Simple problem. Depth of well providing sound reaches you in 1.5 second.

[new324]

I was wondering you someone could help me with an alternative way of solving this problem. Just to help my algebra a bit.
You drop a rock down a well. Find the depth of the well providing the sound of the splash reaches you in 1.5 seconds.

First off, we know speed of sound is 343 m/s.
Here are my equations:
t1+t2=1.5 s t1 is time for rock to hit bottom t2 is time for sound to reach your ears.
x=.5*a*t^2 -> x=4.9*t1^2
v=x/t -> x=343*t2

Now I sub the last 2 equations to get:
343*t2=4.9*t1^2
Now we sub. for t2:
343*(1.5-t1)=4.9*t1^2
From here we can reduce, and solve with the quadratic formula.
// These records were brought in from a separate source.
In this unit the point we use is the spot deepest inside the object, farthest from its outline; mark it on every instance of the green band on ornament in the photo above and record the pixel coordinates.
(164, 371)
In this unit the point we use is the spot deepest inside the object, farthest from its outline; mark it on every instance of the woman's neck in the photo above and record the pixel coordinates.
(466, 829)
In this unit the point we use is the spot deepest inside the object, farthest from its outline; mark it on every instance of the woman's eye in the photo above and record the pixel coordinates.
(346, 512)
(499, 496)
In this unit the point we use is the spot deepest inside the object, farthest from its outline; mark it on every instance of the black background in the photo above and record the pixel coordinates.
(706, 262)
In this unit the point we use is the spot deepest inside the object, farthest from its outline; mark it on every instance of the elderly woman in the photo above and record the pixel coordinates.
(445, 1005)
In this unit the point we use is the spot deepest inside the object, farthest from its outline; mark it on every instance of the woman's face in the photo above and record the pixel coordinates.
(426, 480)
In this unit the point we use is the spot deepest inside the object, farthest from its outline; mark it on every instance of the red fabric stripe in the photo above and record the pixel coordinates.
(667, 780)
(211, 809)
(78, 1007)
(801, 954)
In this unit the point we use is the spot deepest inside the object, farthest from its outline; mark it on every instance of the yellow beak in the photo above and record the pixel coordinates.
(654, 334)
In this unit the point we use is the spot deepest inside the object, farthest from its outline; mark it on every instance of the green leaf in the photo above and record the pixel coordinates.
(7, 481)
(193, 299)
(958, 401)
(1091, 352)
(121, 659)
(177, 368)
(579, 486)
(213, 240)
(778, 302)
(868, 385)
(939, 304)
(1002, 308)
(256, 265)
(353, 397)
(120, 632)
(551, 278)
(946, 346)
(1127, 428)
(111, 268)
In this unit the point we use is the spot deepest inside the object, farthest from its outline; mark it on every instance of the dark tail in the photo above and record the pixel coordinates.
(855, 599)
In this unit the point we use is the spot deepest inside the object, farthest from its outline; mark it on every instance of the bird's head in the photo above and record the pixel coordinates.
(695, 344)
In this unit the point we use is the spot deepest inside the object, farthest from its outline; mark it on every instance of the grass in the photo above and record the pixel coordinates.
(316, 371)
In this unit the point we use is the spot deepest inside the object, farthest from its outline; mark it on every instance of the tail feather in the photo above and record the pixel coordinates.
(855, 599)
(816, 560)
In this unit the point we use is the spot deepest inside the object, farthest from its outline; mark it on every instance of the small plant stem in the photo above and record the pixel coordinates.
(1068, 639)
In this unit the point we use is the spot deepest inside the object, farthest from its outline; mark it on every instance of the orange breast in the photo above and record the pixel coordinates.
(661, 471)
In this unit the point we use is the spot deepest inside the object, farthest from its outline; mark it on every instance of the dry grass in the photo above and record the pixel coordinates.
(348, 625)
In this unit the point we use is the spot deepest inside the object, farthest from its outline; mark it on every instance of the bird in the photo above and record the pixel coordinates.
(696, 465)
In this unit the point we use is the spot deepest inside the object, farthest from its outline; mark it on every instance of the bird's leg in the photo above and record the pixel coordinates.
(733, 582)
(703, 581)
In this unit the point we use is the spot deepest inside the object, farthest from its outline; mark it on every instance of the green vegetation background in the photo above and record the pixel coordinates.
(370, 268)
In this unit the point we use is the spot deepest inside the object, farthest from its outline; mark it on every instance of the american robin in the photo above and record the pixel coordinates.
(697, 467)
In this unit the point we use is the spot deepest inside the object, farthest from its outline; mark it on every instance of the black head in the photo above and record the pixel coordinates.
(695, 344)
I was wondering how you would solve the equation, if you sub. for t1 instead of t2. This would make the equation:
343*t2=4.9*(t2-1.5)^2

 

[Doc Al]

I was wondering how you would solve the equation, if you sub. for t1 instead of t2. This would make the equation:
343*t2=4.9*(t2-1.5)^2

It's just another quadratic equation. Multiply out the term on the right (do the square) and put it into standard form.

 

[M98Ranger]

Thank you for sharing your method for solving this problem. Here is an alternative approach using algebra:

Let d be the depth of the well and t be the time it takes for the sound to reach you. We can use the formula d = rt, where r is the speed of sound, to find the depth.

Since we know the speed of sound is 343 m/s, we can write the equation as d = 343t.

Now, we also know that the total time, t, is equal to the sum of the time it takes for the rock to hit the bottom of the well and the time it takes for the sound to reach you. So we can write the equation as t = t1 + t2.

Since we are given that t = 1.5 seconds and t1 is the time it takes for the rock to hit the bottom, we can write the equation as 1.5 = t1 + t2.

Now, we can substitute this value of t into our first equation to get d = 343(1.5 - t1).

Using the equation x = 4.9t^2, we can also write t1 as √(d/4.9).

Substituting this value into our equation 1.5 = t1 + t2, we get 1.5 = √(d/4.9) + t2.

Solving for t2, we get t2 = 1.5 - √(d/4.9).

Now, we can substitute this value of t2 into our first equation to get d = 343(1.5 - √(d/4.9)).

Simplifying this equation, we get d = 514.5 - 343√(d/4.9).

Solving for d, we get a quadratic equation: 343√(d/4.9) + d = 514.5.

Solving this equation using the quadratic formula, we get two possible solutions: d = 0.45 m or d = 173.68 m.

So, using this method, we can find that the depth of the well is either 0.45 m or 173.68 m.